In this case it is worth noting that the rays continue to diverge after passing through the converging lens. But they diverge less. The question of whether a converging lens causes the rays to actually converge after passing through the lens is easy to answer:

1. If the object distance is greater than the focal length of a converging lens (S1 > f > 0) the converging lens causes the rays to converge.
2. If the object distance is less than the focal length converging lens (f > S1 0) the rays continue to diverge, but diverge less.
3. If the object distance equals the focal length of a converging lens (S1 = f > 0) the rays neither converge nor diverge, but emerge parallel to each other.
##### Thoughts on infinity

If the rays are parallel, they are said to meet at infinity. If S1 = f , then our equation (1/S1 + 1/S2 = 1/f) yields what may seem like the meaningless result, S2 = 1/0. This is a good place to mention that "infinity" has a practical value. We can give meaning to this equation to the loosely defined mathematically statement,

${\displaystyle {\frac {1}{0}}=\pm \infty }$  ,

${\displaystyle {\frac {1}{\pm 0}}=\pm \infty }$  and ${\displaystyle {\frac {1}{\pm \infty }}=\pm 0}$

where ${\displaystyle \pm 0}$  is commonly used "shorthand" for an infinitesimally small number either slightly larger or smaller than zero. This idea is also sometimes represented as ${\displaystyle 0^{+}}$  or ${\displaystyle 0^{-}}$ . It seems odd that zero-plus is almost equal to zero-minus, while plus and minus infinity seems far apart. See also Wikipedia:point at infinity.

by noting that in practice one cannot put the image exactly at a given point, with 0% error. If "0" is a very small positive number, then 1/"0" is very large and positive. If "0" is very close to zero, but negative, then 1/"0" approaches negative infinity. It is customary to use superscripts to indicate the sign of a number that is approaching zero: 0- is negative and 0+ is positive. Physically, the two infinities (positive and negative) are also "nearly equal" in that both represent nearly parallel rays that either slightly diverge or slightly converge.[1]
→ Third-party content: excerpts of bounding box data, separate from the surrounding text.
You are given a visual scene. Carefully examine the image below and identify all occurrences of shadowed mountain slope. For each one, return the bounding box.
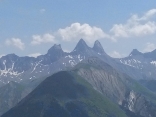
[1,71,126,117]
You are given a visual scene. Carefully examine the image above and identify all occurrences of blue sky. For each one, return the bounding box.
[0,0,156,57]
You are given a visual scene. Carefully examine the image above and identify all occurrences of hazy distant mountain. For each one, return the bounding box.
[0,39,156,113]
[118,49,156,80]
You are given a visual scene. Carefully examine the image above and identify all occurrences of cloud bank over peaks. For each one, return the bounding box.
[31,33,56,45]
[143,42,156,52]
[5,38,25,50]
[57,23,109,43]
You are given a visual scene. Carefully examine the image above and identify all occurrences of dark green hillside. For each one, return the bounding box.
[2,71,126,117]
[0,82,26,115]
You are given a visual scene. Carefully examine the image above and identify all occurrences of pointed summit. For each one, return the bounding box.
[73,39,89,51]
[93,40,105,54]
[129,49,142,56]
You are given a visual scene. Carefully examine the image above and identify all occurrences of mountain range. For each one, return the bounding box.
[0,39,156,117]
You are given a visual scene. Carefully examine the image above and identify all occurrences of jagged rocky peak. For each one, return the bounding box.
[93,40,105,54]
[129,49,142,56]
[48,44,63,54]
[73,39,89,51]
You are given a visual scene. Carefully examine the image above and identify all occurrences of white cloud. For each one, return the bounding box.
[5,38,25,50]
[143,42,156,52]
[0,54,5,58]
[31,33,56,45]
[110,9,156,40]
[57,23,109,42]
[109,51,122,58]
[40,9,46,13]
[28,53,41,58]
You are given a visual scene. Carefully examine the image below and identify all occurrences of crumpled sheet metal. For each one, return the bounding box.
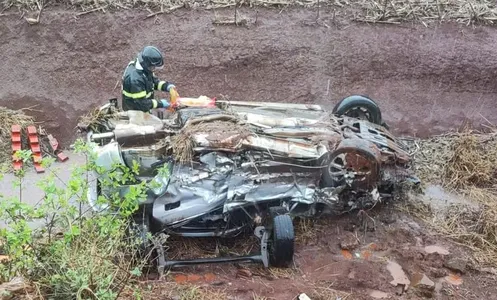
[153,153,315,226]
[193,133,327,158]
[242,136,327,158]
[344,119,411,163]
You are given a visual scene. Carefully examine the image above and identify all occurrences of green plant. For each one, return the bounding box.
[0,140,168,300]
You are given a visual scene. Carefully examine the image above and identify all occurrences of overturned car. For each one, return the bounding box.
[82,96,416,269]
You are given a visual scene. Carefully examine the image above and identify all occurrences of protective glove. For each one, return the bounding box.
[169,86,179,103]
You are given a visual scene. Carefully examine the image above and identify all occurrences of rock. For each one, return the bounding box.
[425,245,449,255]
[369,291,389,299]
[430,268,447,278]
[380,214,397,225]
[347,271,355,279]
[236,269,252,278]
[0,277,32,300]
[444,257,468,274]
[340,234,359,251]
[299,293,311,300]
[387,261,411,291]
[479,268,497,275]
[411,273,435,298]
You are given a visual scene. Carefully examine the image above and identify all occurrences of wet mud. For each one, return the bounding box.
[0,9,497,145]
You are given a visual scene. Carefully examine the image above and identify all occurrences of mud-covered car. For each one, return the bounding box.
[81,95,416,268]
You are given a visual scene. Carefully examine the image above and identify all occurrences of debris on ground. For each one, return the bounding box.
[0,277,33,300]
[340,234,359,251]
[78,106,118,133]
[0,107,67,172]
[412,273,435,298]
[405,128,497,266]
[387,261,411,292]
[425,245,450,255]
[444,257,468,274]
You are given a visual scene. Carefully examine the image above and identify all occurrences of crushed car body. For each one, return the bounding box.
[82,96,417,265]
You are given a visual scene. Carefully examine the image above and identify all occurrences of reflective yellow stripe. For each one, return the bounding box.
[123,90,147,99]
[123,90,152,99]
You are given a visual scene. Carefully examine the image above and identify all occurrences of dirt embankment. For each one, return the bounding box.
[0,10,497,144]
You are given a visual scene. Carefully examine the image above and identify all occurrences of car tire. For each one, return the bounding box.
[332,95,386,126]
[321,139,381,188]
[269,214,295,268]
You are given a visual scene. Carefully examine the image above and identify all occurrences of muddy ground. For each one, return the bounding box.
[123,197,497,300]
[0,4,497,300]
[0,8,497,145]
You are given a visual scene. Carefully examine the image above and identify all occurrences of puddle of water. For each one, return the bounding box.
[421,185,475,209]
[387,261,411,289]
[425,245,449,255]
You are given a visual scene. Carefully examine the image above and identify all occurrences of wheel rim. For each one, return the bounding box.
[344,106,373,122]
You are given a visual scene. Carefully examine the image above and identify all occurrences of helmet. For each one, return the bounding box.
[138,46,164,70]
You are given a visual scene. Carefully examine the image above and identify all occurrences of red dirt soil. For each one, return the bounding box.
[0,8,497,145]
[123,206,497,300]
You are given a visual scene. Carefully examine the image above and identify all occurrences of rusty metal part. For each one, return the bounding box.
[346,119,411,164]
[328,138,381,189]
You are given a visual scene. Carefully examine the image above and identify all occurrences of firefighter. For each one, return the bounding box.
[122,46,178,112]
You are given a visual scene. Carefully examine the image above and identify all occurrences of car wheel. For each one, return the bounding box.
[332,95,386,126]
[321,139,381,189]
[130,217,152,258]
[269,214,295,268]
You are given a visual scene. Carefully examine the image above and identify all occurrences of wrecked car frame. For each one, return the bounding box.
[82,96,416,268]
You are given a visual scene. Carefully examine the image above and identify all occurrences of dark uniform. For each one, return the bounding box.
[122,46,175,112]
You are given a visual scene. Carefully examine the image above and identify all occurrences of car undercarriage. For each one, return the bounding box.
[80,96,419,270]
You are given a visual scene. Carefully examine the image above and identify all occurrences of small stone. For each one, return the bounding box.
[412,273,435,298]
[299,293,311,300]
[380,214,397,225]
[347,271,355,279]
[387,261,411,294]
[369,291,388,299]
[444,257,468,274]
[480,268,497,275]
[340,235,359,251]
[236,269,252,278]
[425,245,449,255]
[430,268,447,278]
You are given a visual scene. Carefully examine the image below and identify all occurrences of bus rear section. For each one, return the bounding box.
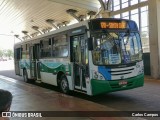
[89,19,144,95]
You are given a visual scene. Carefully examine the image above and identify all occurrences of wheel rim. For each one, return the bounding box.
[61,78,68,93]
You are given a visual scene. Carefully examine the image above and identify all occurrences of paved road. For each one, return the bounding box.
[0,61,160,119]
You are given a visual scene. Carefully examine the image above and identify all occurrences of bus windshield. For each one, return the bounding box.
[92,32,142,65]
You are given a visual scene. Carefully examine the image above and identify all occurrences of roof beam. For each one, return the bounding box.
[48,0,100,12]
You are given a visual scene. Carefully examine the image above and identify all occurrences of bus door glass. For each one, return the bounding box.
[71,35,86,90]
[30,44,40,79]
[14,48,22,75]
[29,46,36,78]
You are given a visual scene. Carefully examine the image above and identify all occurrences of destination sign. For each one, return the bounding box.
[100,21,126,29]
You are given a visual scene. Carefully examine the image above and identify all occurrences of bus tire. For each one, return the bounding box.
[60,74,69,94]
[23,69,29,83]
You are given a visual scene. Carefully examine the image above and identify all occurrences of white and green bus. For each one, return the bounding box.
[14,18,144,95]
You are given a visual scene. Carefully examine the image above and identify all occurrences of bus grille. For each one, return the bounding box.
[110,81,133,89]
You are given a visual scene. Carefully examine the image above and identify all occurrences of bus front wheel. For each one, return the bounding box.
[60,75,69,94]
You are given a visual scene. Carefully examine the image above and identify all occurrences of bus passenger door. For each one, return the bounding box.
[30,44,40,79]
[71,35,87,91]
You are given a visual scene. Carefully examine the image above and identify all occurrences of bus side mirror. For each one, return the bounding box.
[88,38,93,50]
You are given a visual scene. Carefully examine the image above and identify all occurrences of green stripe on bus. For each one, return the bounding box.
[41,63,71,74]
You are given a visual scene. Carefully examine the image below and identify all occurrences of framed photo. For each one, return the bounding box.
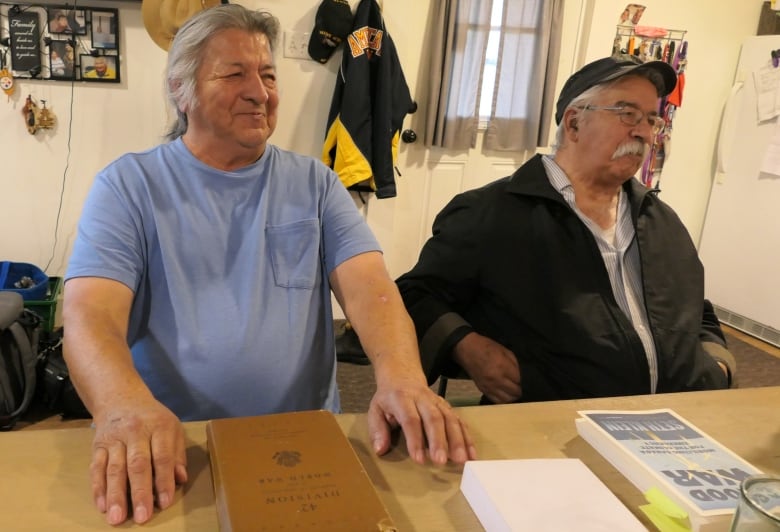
[49,41,76,79]
[79,55,119,83]
[46,6,87,35]
[90,9,117,50]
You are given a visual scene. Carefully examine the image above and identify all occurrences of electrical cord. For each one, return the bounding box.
[43,79,76,274]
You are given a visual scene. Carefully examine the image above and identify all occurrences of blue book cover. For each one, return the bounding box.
[577,409,760,516]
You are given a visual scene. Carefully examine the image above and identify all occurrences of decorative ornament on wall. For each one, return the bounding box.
[0,68,14,98]
[22,95,57,135]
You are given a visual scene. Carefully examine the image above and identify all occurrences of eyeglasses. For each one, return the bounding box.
[581,105,666,135]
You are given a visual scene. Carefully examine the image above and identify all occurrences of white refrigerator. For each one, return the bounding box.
[699,35,780,346]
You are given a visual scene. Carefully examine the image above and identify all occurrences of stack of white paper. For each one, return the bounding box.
[460,458,646,532]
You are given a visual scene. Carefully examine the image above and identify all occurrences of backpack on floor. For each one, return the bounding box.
[0,291,40,430]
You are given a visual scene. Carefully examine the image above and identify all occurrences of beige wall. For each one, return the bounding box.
[0,0,761,275]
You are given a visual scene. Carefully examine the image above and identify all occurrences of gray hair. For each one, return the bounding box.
[550,69,664,154]
[165,4,279,140]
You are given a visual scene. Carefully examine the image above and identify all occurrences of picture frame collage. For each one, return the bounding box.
[0,4,121,83]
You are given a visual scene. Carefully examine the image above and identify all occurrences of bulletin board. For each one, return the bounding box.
[0,4,121,83]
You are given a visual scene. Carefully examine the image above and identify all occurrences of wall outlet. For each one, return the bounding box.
[284,30,311,59]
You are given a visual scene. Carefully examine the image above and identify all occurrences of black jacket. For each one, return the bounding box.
[397,155,728,401]
[322,0,417,198]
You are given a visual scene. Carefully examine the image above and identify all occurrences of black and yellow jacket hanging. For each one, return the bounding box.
[322,0,416,198]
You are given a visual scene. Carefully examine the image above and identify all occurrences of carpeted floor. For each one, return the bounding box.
[338,333,780,413]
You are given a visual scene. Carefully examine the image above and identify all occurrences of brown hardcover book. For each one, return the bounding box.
[206,410,396,532]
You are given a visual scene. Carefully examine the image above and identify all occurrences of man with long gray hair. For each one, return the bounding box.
[63,4,475,524]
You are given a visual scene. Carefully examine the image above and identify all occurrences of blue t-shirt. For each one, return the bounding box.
[66,139,380,420]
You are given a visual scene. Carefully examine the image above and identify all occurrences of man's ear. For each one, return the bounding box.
[566,111,579,131]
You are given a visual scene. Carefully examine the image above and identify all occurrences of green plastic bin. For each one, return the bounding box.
[24,277,62,332]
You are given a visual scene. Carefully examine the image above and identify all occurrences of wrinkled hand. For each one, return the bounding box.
[90,400,187,525]
[453,332,523,404]
[368,379,477,465]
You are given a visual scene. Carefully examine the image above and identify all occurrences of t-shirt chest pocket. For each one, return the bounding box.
[265,219,320,290]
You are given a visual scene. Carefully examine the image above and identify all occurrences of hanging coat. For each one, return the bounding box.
[322,0,416,198]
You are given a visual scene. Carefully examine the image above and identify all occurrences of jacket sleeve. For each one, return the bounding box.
[699,299,737,388]
[397,193,483,383]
### Virtual images from a diverging lens when f < 0

If S1 > 0 and f <0, then S2 < 0.

The formulas above may also be used for negative (diverging) lens by using a negative focal length (f), but for these lenses only virtual images can be formed.

## More from Wikipedia

For students wishing to model the eye using the editable svg file, the Lensmaker's equation states that

${\displaystyle {\dfrac {1}{f}}=(n-1)\left({\dfrac {1}{R_{2}}}-{\dfrac {1}{R_{2}}}\right)}$

There is also a more general version of the formula if the lens is placed inside a medium other than air:

${\displaystyle {\dfrac {1}{f}}=\left({\dfrac {n_{2}}{n_{1}}}-1\right)\left({\dfrac {1}{R_{2}}}-{\dfrac {1}{R_{2}}}\right)}$

A number of consequences of these rules are discussed in Wikipedia's Geometrical optics

## Footnotes and references

1. In a similar vein, the "point" at infinity on a two dimensional plane is the antipodal point an "infinitely" large sphere.